Many people facing financial difficulties choose the option of filing bankruptcy to stop creditor harassment, save their home from foreclosure, discharge unmanageable debt, or give them breathing room while they repay creditors over a three to five-year period.
Filing bankruptcy is complicated and initially requires that you pass a “means” test. Your state will have designated a median income, or average, and you must not exceed that to qualify for a Chapter 7 bankruptcy. If your income exceeds the median, you may still qualify if your disposable income is not above a certain level. Otherwise, your only option is to qualify for a Chapter 13.
For a Chapter 13, your income must be sufficient to pay your creditors over a period up to 60-months. If your mortgage is in arrears, you must continue to pay the current monthly amounts as well as make up the past due amounts.

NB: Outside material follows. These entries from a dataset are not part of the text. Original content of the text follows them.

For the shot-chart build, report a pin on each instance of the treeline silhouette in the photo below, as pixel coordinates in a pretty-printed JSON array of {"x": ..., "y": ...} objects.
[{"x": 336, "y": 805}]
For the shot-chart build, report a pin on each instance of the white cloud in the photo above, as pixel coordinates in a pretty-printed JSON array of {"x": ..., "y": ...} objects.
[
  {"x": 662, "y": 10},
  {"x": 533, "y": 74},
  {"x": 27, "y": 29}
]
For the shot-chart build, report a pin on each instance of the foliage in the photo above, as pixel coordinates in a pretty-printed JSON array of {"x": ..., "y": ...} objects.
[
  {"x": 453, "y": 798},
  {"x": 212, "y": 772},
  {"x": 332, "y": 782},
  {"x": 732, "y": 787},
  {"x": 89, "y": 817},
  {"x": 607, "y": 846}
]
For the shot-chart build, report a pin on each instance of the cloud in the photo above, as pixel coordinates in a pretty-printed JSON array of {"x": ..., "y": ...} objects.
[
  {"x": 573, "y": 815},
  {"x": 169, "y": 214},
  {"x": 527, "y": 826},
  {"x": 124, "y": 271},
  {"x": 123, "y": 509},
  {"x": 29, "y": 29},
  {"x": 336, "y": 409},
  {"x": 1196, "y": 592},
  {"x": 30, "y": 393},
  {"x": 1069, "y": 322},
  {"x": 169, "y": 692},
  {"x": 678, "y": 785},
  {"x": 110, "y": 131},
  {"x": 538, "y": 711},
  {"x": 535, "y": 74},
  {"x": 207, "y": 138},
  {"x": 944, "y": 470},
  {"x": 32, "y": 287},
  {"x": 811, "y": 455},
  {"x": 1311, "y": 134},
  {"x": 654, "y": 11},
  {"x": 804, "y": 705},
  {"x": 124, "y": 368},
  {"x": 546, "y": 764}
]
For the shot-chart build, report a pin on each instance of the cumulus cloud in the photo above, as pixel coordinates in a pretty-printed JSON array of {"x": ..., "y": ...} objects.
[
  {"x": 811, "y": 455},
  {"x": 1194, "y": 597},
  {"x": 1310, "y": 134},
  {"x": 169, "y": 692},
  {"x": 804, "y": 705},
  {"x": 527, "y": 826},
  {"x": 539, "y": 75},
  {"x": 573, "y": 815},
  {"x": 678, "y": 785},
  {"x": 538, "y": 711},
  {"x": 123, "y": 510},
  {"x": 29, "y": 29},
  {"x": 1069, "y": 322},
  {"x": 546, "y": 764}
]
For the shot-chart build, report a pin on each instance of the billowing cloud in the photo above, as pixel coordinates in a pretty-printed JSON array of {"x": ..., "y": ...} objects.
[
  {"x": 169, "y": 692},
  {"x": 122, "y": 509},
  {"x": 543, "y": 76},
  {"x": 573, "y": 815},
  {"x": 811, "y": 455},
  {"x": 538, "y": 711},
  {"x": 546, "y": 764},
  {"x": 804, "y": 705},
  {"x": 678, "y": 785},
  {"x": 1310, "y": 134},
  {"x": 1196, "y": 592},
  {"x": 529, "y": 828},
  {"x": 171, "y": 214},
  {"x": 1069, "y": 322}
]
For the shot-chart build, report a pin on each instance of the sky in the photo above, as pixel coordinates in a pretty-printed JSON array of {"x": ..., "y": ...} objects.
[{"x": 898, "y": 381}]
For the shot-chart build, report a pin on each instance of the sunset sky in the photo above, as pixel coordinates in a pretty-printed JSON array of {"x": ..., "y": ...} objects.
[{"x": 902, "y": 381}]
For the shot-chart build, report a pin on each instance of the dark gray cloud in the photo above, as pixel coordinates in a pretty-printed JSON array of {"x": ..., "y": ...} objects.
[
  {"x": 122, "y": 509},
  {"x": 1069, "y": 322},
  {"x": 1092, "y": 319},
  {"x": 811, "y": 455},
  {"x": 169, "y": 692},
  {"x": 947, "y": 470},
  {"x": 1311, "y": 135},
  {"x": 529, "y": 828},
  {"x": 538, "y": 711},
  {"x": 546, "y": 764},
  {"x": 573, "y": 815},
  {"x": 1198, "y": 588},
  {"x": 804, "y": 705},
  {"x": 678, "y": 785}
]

You do have certain obligations before and after filing bankruptcy. This includes attending a short credit counseling session before filing.
In your petition, you must list all your assets, liabilities, income, monthly expenses, and a list of items exempt from seizure by the trustee. You must also attend a first meeting of creditors where the trustee and other interested creditors may question you about your petition.
After filing, you must also attend a personal financial management class. After the meeting with the trustee, your creditors have 60-days to file any objections; otherwise, the trustee and court will grant you a discharge of your debts.
In a Chapter 13, you will have to wait until the plan period has ended for satisfaction of your obligations.